Are there any relevant examples of firms being attacked by ransomware?
The most well-known ransomware attack against a law firm occurred in 2017 when DLA Piper came under attack following an update to the firm's payroll software by a Ukrainian accounting firm. A ransom of 300 Bitcoins was requested and all of the firm's systems were encrypted pending payment. At today's rate this ransom would have been $AUD18M approximately. At the time the ransom had an approximate value of $US300,000.
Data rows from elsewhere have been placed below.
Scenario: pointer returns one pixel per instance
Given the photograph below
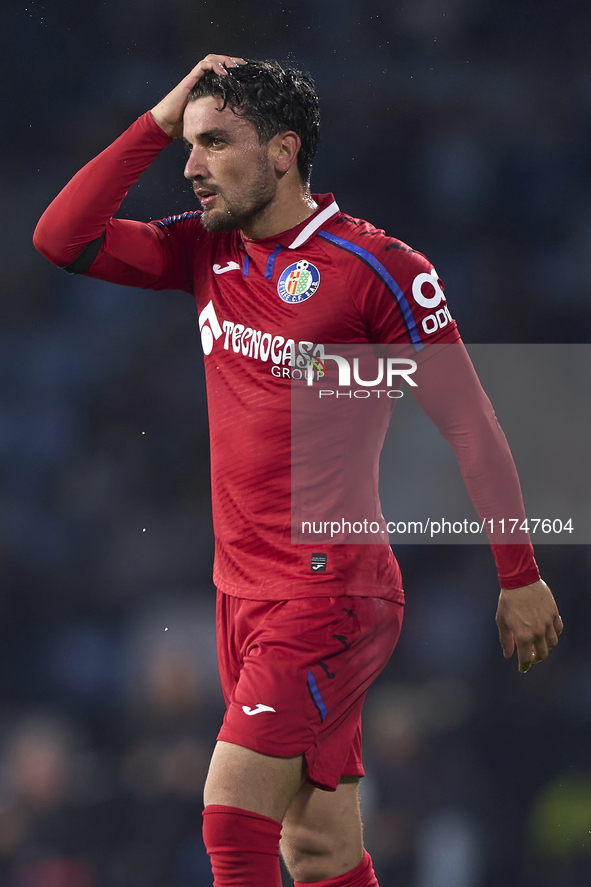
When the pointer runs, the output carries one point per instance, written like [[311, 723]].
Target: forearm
[[450, 393], [82, 210]]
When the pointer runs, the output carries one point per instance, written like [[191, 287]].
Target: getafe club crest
[[298, 282]]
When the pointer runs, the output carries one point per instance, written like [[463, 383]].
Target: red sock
[[362, 875], [243, 847]]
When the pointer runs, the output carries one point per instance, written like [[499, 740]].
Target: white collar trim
[[314, 225]]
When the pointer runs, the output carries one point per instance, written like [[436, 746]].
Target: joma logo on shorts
[[257, 709]]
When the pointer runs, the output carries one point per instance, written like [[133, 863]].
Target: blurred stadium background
[[462, 127]]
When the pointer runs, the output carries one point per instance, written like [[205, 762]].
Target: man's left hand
[[528, 618]]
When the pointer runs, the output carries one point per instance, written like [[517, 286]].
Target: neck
[[285, 211]]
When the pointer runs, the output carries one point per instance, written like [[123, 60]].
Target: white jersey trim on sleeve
[[313, 226]]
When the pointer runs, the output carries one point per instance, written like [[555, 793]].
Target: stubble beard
[[247, 209]]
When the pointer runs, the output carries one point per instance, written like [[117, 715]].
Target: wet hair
[[271, 97]]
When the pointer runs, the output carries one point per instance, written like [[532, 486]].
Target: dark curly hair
[[273, 98]]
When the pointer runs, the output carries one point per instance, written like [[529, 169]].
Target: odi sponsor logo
[[289, 359], [439, 318]]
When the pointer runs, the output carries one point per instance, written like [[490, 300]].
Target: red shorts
[[295, 673]]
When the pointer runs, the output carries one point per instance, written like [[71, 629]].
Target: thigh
[[322, 834], [241, 777]]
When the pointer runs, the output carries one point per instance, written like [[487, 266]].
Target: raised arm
[[73, 229]]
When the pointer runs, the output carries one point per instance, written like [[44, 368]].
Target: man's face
[[232, 173]]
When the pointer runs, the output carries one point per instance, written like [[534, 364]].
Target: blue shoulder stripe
[[172, 220], [386, 279]]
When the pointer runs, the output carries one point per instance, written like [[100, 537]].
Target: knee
[[310, 855]]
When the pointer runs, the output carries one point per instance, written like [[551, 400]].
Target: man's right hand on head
[[168, 113]]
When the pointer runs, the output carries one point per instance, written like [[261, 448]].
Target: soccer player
[[277, 272]]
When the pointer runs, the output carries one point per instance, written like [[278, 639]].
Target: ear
[[285, 147]]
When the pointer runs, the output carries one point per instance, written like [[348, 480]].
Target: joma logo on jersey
[[298, 282]]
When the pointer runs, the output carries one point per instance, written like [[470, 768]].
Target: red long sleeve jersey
[[264, 308]]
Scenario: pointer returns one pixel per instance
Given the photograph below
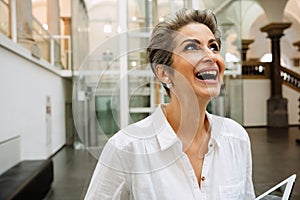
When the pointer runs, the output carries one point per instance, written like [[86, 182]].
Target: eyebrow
[[197, 41]]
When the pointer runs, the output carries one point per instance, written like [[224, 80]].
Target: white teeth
[[209, 72]]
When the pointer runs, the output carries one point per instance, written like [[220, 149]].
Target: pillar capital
[[245, 47], [246, 43], [275, 29], [297, 44]]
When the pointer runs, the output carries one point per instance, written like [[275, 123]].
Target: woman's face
[[197, 62]]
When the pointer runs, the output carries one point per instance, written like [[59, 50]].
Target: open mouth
[[207, 75]]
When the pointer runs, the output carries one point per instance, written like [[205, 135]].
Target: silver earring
[[169, 85]]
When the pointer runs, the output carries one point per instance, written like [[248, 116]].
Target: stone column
[[245, 48], [24, 23], [277, 115], [297, 44], [53, 19]]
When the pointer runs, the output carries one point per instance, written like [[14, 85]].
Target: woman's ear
[[162, 74]]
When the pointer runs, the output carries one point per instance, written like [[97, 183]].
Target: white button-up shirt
[[145, 161]]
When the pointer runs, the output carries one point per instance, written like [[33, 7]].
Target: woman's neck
[[188, 119]]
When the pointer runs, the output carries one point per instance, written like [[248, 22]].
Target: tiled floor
[[276, 155]]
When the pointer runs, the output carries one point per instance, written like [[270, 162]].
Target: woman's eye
[[191, 47], [214, 47]]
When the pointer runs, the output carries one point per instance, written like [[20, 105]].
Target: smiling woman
[[180, 151]]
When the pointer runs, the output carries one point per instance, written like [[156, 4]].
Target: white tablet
[[281, 191]]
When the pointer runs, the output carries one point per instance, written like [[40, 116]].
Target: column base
[[277, 115]]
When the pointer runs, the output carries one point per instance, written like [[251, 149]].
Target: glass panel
[[42, 39], [4, 18]]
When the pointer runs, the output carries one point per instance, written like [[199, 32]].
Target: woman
[[180, 151]]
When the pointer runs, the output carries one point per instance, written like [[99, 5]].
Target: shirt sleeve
[[108, 181], [249, 190]]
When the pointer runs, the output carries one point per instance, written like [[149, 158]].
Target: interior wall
[[25, 87]]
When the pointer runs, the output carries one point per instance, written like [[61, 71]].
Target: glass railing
[[56, 49], [4, 18]]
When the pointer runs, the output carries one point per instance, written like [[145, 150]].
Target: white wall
[[256, 94], [25, 85]]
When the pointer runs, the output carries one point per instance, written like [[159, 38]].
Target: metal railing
[[255, 70], [290, 78], [4, 18], [56, 49], [260, 70]]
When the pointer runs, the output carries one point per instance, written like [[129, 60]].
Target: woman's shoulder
[[230, 128], [133, 132]]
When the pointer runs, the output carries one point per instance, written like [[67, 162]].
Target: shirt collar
[[216, 124], [164, 132]]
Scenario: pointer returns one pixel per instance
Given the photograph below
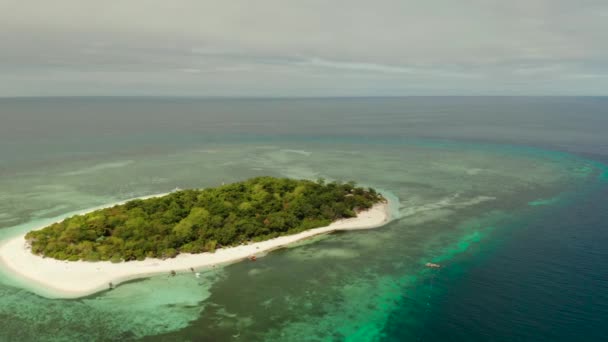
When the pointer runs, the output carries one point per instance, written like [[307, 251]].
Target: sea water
[[505, 193]]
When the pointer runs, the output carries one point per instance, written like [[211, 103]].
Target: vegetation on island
[[195, 221]]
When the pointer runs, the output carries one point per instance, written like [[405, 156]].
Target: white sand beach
[[73, 279]]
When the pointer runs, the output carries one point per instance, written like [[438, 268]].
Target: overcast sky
[[303, 48]]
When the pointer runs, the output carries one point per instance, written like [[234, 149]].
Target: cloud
[[310, 48]]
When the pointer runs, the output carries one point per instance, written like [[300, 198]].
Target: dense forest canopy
[[195, 221]]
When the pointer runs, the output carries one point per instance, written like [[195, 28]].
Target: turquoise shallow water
[[483, 194]]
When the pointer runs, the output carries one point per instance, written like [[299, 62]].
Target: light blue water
[[484, 187]]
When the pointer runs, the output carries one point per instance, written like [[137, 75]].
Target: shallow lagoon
[[459, 202]]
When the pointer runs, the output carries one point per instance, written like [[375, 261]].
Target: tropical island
[[197, 221], [186, 230]]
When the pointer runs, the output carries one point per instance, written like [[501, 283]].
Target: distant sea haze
[[506, 194]]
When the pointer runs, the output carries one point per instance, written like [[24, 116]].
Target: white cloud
[[314, 47]]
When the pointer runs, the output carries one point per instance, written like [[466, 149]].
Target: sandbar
[[74, 279]]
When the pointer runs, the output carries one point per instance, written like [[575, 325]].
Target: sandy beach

The firm was directly affected for about ten days with no access to email or relevant client files. It is not clear whether any ransom was actually paid or not and the firm insisted at the time that no client files or information has been compromised. Nevertheless the firm is likely to have spent considerable sums restoring its systems not to mention the impact such an event would have had from a reputation perspective.
There have been other well documented examples occurring more recently, particularly in the United States with a number of high profile firms compromised by ransomware attacks.
So what can firms do to reduce this risk?
First and foremost ensure ongoing and regular backups of your firm's data. Firms should look to ensure they have appropriate offsite recovery options in place so if the firm's primary site is impacted they have a backup to rely upon.
All of the usual security hygiene should be applied in the first place to reduce the risk of the malware infiltrating your firm's systems to begin with. Ensuring multi-factor authentication, adequate password protection, and ensuring software is updated regularly to fix exploits.
As noted above, given many attacks occur through email, it is critical to ensure that the firm's staff and contractors have a good level of security awareness. We recommend running regular "phishing expeditions" with staff to raise their awareness and build good habits around email management and internet use. Many organisations can assist with these types of activities. They can be rolled out quickly, don't take a lot of time out or your day and are fun to do.
The Law Institute of Victoria has dedicated information on its website for firms keen to improve their cyber awareness.
Increased staff training should be supported through appropriate policy development. Incorporating security obligations right through from on-boarding new staff to off boarding staff leaving the firm is important.
Incident response plans are a must have. Make sure these are regularly tested and are fit for purpose. An incident response plan sets out an agreed process for managing a cyber breach event and should also address how the firm will deal with a ransomware attack. Also remember to keep a paper copy. There are a number of organisations out there with brand spanking new incident response plans that cannot be accessed as they are stored electronically on a network now under lock and key from a hacker.
Finally, take the time to understand the genuine risk to your firm and what actions you can take to mitigate. Reducing the risks associated with ransomware attacks does not happen in isolation. It should form part of a broader cyber security strategy and needs to come from the top down. Specific responsibility for privacy and data security should be allocated at board level with sufficient investment in people, technology and process to combat this risk effectively.